The Ascent of Bitcoin and Stablecoins – Jump Capital’s mid-2020 Crypto Thesis
Jump Capital’s Principal Peter Johnson, who leads their investments in the fintech and crypto sectors, runs us through what to expect over the next few years, as he returns to his three core beliefs about the space:
1. Bitcoin will be digital gold for the Digital Age, and it will have a place in most investor portfolios
2. Stablecoins will provide a new global money movement rail and will enable dollarisation of much of the world
3. Crypto has enabled a great global casino for traders and speculators for the foreseeable future
He covers the trends, catalysts and potential they are seeing for each.
Electric Capital Raises $110 Million for Second Fund, Looks to Opportunities in Decentralised Finance and Marketplaces
Electric Capital, a San Francisco-based venture fund, said it will use $110 million raised from university endowments and other nonprofits to invest in cryptocurrencies and related businesses.
Electric is known for its earlier investments in crypto projects such as Bitwise, Anchorage and Celo. The firm says it uses software to determine which projects are seeing interest from programmers to help guide its investments and to help companies it invests in grow.
The fund closed in May, and about a third of the assets have been invested already in Bitcoin, Ether and several projects including the DerivaDEX exchange. The fund, which didn’t disclose the name of investors, will have a long-term time horizon of 10 years, according to co-founder Avichal Garg.
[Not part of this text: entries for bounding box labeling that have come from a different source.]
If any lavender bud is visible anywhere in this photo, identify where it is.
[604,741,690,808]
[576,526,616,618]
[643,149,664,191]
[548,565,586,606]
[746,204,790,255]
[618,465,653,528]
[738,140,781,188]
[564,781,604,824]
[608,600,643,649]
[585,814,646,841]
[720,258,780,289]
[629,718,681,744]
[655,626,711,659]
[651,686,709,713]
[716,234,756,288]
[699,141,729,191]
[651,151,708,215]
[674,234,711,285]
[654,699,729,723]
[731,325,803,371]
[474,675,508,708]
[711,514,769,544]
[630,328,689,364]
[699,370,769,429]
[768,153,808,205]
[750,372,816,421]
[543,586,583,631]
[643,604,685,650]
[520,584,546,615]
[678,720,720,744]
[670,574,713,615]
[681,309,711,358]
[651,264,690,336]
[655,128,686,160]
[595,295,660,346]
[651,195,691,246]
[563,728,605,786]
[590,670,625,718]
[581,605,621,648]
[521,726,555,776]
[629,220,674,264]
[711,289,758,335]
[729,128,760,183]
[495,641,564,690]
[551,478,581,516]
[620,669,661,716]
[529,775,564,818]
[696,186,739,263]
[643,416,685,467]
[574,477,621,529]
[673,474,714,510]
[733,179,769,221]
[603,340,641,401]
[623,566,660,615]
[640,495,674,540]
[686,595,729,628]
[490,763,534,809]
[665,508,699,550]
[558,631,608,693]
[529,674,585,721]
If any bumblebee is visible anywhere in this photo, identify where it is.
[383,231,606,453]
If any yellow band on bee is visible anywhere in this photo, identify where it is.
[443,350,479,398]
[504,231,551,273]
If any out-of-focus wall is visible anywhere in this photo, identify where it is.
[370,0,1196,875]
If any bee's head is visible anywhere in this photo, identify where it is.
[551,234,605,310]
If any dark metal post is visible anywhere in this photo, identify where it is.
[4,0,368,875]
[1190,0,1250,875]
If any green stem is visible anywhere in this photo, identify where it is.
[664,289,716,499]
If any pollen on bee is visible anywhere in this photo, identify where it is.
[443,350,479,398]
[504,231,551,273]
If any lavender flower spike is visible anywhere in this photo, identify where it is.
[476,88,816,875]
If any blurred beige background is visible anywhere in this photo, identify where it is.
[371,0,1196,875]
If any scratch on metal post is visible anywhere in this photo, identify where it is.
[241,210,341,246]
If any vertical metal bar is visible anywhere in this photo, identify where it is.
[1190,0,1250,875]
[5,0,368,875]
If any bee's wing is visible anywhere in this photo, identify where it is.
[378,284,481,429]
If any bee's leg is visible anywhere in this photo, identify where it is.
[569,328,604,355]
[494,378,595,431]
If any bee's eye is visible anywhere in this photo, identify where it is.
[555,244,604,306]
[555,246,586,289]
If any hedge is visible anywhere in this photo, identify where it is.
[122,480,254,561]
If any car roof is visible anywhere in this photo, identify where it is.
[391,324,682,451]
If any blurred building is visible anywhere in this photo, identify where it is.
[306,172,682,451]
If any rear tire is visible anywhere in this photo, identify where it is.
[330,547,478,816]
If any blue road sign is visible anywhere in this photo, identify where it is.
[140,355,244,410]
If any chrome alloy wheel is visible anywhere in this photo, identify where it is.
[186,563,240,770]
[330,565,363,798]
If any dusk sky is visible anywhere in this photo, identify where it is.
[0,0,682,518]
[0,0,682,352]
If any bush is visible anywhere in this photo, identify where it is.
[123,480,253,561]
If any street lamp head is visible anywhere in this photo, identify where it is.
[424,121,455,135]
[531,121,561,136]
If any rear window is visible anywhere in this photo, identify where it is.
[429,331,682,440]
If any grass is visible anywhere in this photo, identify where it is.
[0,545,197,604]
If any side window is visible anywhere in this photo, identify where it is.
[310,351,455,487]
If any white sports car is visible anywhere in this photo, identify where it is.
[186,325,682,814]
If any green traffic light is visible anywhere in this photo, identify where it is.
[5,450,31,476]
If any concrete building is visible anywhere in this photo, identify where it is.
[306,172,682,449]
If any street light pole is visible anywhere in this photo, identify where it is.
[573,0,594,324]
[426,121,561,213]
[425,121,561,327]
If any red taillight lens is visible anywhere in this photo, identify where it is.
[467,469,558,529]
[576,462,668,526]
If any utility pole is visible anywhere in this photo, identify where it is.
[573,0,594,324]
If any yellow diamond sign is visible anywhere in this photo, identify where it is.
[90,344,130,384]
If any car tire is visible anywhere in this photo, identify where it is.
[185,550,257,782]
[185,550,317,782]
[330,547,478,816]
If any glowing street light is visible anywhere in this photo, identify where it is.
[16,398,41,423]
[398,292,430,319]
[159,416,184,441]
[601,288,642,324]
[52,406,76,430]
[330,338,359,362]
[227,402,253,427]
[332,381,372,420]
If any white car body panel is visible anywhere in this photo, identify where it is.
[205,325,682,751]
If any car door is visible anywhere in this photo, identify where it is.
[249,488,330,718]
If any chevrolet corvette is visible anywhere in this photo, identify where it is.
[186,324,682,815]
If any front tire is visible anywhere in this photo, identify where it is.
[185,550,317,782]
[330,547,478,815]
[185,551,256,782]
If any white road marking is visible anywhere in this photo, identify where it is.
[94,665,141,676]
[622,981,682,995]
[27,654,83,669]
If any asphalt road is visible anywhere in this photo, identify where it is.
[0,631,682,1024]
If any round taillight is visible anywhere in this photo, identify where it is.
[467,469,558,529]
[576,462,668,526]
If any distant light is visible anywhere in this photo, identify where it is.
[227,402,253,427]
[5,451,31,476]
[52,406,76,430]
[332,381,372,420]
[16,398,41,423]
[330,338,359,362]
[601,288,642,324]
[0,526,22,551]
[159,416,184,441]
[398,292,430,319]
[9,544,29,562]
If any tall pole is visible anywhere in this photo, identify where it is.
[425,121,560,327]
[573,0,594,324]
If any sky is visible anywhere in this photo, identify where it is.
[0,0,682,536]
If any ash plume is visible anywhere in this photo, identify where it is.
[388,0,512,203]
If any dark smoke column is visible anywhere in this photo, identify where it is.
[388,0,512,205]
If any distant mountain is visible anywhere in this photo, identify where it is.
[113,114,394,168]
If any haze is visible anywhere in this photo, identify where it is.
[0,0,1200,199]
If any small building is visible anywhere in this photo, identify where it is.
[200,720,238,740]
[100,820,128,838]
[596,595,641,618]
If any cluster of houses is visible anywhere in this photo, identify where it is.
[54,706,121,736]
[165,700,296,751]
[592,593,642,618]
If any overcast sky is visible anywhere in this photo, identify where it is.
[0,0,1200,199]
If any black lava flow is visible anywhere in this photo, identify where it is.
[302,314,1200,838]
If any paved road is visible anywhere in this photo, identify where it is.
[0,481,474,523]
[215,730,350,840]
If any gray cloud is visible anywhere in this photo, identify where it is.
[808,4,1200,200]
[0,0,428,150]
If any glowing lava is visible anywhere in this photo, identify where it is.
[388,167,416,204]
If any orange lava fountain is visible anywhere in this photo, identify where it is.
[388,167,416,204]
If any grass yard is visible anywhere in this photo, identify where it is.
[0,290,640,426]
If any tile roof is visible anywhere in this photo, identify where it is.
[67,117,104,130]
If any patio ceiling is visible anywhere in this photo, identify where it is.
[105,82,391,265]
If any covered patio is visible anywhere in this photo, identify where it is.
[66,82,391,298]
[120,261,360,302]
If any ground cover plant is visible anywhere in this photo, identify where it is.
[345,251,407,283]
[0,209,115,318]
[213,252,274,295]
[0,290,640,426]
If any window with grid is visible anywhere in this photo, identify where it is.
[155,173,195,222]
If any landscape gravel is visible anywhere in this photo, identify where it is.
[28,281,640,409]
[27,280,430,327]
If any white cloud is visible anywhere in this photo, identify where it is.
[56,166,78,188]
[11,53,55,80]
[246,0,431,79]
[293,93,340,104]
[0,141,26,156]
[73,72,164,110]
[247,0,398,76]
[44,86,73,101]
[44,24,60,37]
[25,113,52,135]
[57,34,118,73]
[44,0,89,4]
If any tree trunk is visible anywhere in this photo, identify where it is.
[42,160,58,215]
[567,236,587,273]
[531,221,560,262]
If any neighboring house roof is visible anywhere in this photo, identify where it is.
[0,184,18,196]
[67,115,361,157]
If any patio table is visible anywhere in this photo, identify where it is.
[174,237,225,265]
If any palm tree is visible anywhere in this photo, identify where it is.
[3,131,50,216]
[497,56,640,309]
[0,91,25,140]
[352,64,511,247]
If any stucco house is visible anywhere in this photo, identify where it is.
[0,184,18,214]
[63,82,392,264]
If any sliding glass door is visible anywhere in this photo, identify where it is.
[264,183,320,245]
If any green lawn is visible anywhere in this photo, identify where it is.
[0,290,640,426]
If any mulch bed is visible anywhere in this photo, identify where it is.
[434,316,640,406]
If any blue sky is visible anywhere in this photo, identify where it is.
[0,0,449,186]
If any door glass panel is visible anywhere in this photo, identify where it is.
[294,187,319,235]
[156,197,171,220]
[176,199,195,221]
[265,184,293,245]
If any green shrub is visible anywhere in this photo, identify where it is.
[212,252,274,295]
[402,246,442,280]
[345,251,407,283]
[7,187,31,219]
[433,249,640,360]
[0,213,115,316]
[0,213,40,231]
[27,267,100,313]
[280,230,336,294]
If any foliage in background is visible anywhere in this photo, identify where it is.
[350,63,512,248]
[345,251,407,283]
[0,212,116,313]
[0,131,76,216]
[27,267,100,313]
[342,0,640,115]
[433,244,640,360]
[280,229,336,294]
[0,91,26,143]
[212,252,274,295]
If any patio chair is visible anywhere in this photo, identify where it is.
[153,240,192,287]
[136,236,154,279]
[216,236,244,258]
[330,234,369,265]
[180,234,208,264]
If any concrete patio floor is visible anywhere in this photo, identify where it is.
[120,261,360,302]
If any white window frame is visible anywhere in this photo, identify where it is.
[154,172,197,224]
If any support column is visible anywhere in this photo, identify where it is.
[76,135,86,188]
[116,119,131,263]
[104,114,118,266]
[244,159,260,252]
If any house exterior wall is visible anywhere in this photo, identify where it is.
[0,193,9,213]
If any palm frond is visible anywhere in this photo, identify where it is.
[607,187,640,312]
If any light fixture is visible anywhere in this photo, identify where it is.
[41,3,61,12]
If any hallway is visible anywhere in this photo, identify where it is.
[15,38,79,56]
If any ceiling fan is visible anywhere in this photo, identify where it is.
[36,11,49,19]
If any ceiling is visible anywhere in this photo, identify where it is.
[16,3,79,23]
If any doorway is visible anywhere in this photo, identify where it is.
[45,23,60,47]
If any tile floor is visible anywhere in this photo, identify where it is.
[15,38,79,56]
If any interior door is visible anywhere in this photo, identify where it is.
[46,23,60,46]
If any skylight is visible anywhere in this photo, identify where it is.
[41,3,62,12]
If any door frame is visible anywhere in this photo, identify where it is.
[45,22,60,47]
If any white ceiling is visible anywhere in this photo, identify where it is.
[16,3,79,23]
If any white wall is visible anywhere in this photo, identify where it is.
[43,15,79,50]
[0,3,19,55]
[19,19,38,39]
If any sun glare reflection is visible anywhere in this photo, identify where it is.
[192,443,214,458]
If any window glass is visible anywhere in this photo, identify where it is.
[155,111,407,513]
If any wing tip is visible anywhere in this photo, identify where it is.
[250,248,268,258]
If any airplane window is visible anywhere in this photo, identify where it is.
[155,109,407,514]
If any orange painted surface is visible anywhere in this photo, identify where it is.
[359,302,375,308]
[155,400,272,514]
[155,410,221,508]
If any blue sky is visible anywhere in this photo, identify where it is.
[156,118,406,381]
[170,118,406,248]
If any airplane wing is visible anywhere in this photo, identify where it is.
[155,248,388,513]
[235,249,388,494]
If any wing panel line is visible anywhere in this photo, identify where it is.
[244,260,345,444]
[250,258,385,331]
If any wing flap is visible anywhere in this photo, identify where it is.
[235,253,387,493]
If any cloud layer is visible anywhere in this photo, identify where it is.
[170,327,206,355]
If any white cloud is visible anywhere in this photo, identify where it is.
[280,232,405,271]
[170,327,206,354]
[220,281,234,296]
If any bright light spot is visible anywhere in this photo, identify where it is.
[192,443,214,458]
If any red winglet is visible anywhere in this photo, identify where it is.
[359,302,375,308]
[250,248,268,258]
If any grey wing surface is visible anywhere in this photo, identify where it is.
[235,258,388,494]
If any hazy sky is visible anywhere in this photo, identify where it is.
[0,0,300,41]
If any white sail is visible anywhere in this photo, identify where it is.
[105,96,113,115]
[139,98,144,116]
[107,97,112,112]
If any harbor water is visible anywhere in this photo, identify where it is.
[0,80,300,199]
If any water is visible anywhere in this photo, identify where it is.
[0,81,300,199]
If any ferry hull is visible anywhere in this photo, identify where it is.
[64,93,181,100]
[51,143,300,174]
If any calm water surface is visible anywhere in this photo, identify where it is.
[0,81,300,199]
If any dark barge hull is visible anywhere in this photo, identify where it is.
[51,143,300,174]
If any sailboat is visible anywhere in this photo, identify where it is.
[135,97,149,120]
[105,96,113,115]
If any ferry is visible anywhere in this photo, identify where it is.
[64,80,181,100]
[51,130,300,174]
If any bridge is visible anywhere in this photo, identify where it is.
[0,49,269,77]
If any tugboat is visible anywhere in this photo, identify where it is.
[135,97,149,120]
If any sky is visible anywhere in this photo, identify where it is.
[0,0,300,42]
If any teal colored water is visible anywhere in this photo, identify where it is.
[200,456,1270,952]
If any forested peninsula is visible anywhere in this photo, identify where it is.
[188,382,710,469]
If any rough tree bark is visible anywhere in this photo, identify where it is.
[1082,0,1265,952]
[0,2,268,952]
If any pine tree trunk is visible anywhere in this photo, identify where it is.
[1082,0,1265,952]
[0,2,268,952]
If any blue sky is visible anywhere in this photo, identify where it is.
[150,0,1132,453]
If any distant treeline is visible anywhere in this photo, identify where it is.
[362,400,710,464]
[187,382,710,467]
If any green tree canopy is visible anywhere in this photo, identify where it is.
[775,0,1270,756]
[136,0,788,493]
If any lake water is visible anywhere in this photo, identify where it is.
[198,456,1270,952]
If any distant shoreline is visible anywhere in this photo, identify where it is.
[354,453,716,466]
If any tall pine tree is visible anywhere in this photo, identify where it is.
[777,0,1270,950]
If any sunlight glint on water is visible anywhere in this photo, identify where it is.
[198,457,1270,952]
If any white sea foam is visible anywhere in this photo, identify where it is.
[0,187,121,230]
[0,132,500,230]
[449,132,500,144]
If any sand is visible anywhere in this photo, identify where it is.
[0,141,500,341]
“Bitcoin and Ethereum are a minority of the fund,” Garg said. “Our thoughts are more toward Defi protocols, apps built on top of this stuff.”
Podcast: Three Crypto Questions
Our Founder and CEO sat down with Bitstamp’s Ben Pousty to discuss the state of institutional payments infrastructure in light of the launch of our new real-time payment network – BLINC.
The interview covers the current status of clearing and settlement systems in institutional crypto trading and Oliver takes us through the perks and benefits of using services like BLINC over traditional settlement payment networks, such as SEPA and SWIFT.
Crypto Banking & Real-Time Digital Currency Settlements – BCB’s Ben Sebley Joins Crypto Fund Report
After our recent announcement about the launch of BLINC, the first network to enable free, instant settlement across multiple digital and fiat currencies, we join Crypto Fund Report’s Alex Mascioli and Ryan Gorman to speak about the crypto and digital-asset banking environment, the role BCB plays in the crypto ecosystem and of course more about BLINC.